Frequently Asked Questions


  • How long should I keep my tax records?

    Tax records should be kept for at least as long as tax authorities can audit your return. Generally, the IRS has three years (from the later of the due date or date of filing) to audit your return. However, if more than 25% of your gross income has been omitted from your return, the IRS has six years to examine your return. Therefore, to be safe, tax records should be kept for seven years after the return is filed. Copies of actual returns should be maintained indefinitely.
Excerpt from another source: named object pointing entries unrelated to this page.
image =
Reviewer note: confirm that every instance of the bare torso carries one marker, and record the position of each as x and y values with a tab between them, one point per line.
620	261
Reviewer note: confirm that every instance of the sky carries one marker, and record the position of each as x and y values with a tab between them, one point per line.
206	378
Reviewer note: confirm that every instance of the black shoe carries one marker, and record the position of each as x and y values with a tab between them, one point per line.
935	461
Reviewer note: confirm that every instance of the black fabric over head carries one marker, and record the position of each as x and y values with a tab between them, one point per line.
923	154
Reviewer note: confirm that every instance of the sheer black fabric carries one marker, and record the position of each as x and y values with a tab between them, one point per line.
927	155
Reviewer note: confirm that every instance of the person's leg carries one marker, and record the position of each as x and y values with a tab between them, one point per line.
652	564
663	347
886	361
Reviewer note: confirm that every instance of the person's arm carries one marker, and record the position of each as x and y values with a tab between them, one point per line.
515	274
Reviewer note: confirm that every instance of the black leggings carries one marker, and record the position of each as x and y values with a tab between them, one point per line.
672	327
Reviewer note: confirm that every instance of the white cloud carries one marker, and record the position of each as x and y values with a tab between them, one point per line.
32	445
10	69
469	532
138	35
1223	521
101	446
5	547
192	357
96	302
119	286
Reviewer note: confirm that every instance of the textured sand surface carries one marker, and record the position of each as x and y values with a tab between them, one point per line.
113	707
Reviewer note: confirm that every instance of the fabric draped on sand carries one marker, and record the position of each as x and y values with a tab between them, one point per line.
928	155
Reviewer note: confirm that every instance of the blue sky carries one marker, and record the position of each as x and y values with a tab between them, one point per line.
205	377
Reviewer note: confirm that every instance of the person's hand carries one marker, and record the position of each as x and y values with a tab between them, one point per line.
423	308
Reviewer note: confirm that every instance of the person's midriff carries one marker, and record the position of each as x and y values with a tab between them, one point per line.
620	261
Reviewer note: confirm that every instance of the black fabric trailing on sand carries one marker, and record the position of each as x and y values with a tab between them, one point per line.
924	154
Records that establish the basis (or value) of property for depreciation deductions or for calculating the gain or loss at sale should be kept as long as you have the property plus the same seven years established above.

  • What documents do I need to keep in order to prove I made charitable contributions?

    For cash donations less than $250, a canceled check or receipts from the organization is acceptable. For cash donations of $250 or more to one organization in a single contribution, written substantiation from the organization is required (a canceled check is not enough). Generally, for all noncash contributions, a record should be kept of the name of the charitable organization, the date and location of contribution, a reasonably detailed description of the donated property, and the fair market value of the property. Additional requirements are as follows: for noncash donations greater than $250, a receipt is not required where it is impractical to get one. For noncash donations greater than $250, written acknowledgements must be obtained from the charitable organization. For noncash donations greater than $501, the taxpayer’s records must also show the acquisition method, date, and adjusted basis of the donated property. For noncash donations greater than $5,000, a written appraisal is also required.

  • Do I need to make estimated tax payments?

    Generally, you must pay estimated tax for the current year if you expect to owe at least $1,000 in tax for the same year (after subtracting your withholding and credits), and you expect your withholding and credits to be less than the smaller or 90% of the tax liability for the current year or 100% if your prior year. For more information, see IRS Publication 505.

  • What is the difference between an independent contractor and an employee?

    The IRS uses a set of 20 factors to differentiate between employees and independent contractors. These factors include

    • Behavior Control: an employer controls how an employee does the work;

    • Financial Control: an employer controls how the business aspects of an employee’s activities are conducted;

    • Relationships: an employee generally has access to benefits, and the employment is more likely long-term.

    We can analyze your situation to determine if you have or should have employees or independent contractors.

  • Can I take deductions for having a business office in my home?

    You may qualify to take deductions for using your home for business. Expenses of maintaining the home are usually deducted based on the business use percentage of the home. For any of a home to qualify as business use, the area used for business must be used regularly and exclusively as the principal place of business.

  • Should I adjust my income tax withholding during the year?

    The IRS has created a very easy-to-use withholding calculator to determine your tax liability for the year. If adjustments to your withholding are necessary (based on your current withholding rates), the IRS website will recommend increases in withholding that should be withheld for the remainder of the year. We can also help you estimate if your withholdings will be sufficient to cover for your liability.